You would be utterly amazed how much this means to a certain sort of person, who will give anything, up to and including bank accounts and self-respect, to be able to put Sir or Lady, Lord or Dame before their names. Thought the actual merit of the titles is being degraded by Boris Johnson, shovelling his cronies in there like lorries in a disused Kent airfield, there will always be people whose overriding ambition in life is to tell a restaurant receptionist that the booking is for Sir Bag-carrier or Lord Donor.

These little foibles and curiosities were able to command a modicum of tolerance in times when most people home and abroad thought that despite its eccentricities, the UK was always a serious country, to be reckoned with, strong on soft power, and broadly competent. But when we give the impression of being a never-ending catastrophe, then the foibles add to the sense of us being a first world nation bafflingly desperate to become a basket case.

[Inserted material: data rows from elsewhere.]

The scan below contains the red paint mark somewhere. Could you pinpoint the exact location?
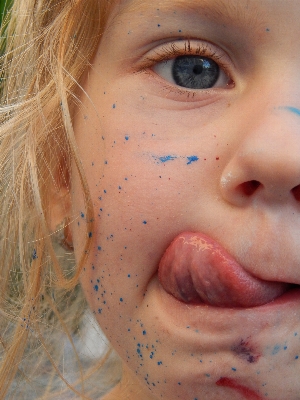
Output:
[216,378,263,400]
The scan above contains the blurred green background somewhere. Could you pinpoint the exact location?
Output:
[0,0,12,23]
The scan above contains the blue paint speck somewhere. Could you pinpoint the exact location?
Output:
[158,155,177,163]
[186,156,199,165]
[272,344,280,356]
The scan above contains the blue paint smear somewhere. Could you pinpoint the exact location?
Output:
[279,106,300,117]
[158,155,177,162]
[186,156,199,165]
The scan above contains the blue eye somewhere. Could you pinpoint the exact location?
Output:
[172,56,220,89]
[153,55,230,90]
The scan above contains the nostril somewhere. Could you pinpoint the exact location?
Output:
[238,180,260,196]
[292,185,300,201]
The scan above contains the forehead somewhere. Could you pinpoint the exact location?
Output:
[110,0,262,21]
[108,0,300,26]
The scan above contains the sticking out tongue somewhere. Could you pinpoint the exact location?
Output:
[158,232,289,307]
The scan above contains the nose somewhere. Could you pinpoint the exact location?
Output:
[220,106,300,207]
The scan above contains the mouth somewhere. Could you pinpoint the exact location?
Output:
[158,232,299,308]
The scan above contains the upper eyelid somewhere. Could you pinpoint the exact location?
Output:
[142,39,234,74]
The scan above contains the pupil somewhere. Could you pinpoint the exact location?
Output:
[193,65,203,75]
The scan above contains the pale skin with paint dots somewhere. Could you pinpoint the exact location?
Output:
[1,0,300,400]
[66,0,300,400]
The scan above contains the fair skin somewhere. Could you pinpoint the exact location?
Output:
[71,0,300,400]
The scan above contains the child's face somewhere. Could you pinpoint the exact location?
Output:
[72,0,300,400]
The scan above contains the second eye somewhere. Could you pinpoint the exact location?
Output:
[153,55,231,90]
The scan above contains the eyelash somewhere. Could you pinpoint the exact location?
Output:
[141,39,234,98]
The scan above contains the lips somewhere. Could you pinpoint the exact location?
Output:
[158,232,292,308]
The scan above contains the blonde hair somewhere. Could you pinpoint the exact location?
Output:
[0,0,122,399]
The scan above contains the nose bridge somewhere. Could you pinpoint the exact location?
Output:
[220,104,300,205]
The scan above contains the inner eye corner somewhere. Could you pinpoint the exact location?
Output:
[237,180,262,197]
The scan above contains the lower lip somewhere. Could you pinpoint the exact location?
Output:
[155,279,300,329]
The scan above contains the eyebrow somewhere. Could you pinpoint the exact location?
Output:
[117,0,263,29]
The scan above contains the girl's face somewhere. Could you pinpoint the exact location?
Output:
[72,0,300,400]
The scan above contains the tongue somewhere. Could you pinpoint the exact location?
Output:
[158,232,289,307]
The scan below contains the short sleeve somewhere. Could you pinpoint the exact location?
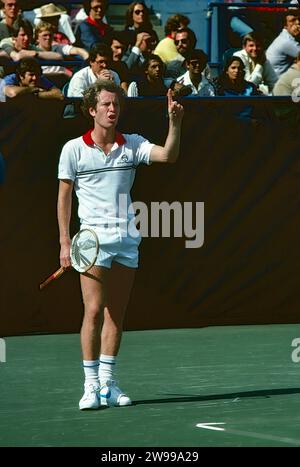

Our entire system depends on that basic notion that all who serve in parliament are honourable, and the systems within the system are strong enough to weed out the dishonourable. That is why you have a code of conduct for ministers, and an arbiter of it. But when the arbiter decides that Home Secretary Priti Patel has not been honourable, but in breach of the code, the system only works if the prime minister is willing to accept that. That he is not underlines that he, too, is dishonourable.

As he then seeks to pack the Lords with his friends, donors and relatives, there exists a commission to consider the merits of his nominees. Johnson has become the first occupant of Downing Street to reject a Lords Appointments Commission’s recommendation, that a generous donor to him, his party and his Vote Leave campaign should not be given a peerage.

Johnson, as we know from his journalistic career, as well as his private life, does not do shame. This is a problem in a politics dependent on politicians being “good chaps”. If you are a very bad chap, then a system dependent on a universal acceptance that only good chaps (and chapesses) get the letters MP after their name, or Lord before it, then you really can get away with an awful lot.

Think of this, for example. When Boris Johnson said the other day that there were 170 lorries in Kent, affected by the French border closure created by him and his health secretary talking up the new Covid variant to justify his Christmas-cancelling volte face, this was a lie, provably so, and indeed immediately shown to be so.

But most of the media, which not long ago could not get though a story or a bulletin without fulminating about “spin”, now seem to accept that lying is just part of the current government shtick. Yet if an honourable member stood up in the Commons and said to Johnson that he had lied, the Speaker would ask that he or she withdraw the charge, and unless the MP did so, or went for the weaselly “may have inadvertently misled” us, the MP might well be expelled.

So the prime minister can lie, as he often does. But the person who calls him out for it gets punished. The home secretary can bully and break the code of conduct. But it is the investigator who goes, not her. Lords and Ladies will tut tut into their Gs and Ts, and teas and coffees, at some of the new peers. But Johnson has them by the tiaras. Because though they care about rules, standards and good chappery, he, being a thoroughly bad chap, does not. That gives him a huge advantage, and the country reason to be very alarmed about the strength of our democracy.

So Merry Christmas. And as Johnson “celebrates” what the Brextremist media will portray as a huge triumph, may I give you a Biblical passages. From Luke: “Nothing is hidden that will not be made manifest, nor is anything secret that will not be known and come to light.”

So we have to keep on calling out the lies, and probing the detail of the deal. For the country, a triumph it is not.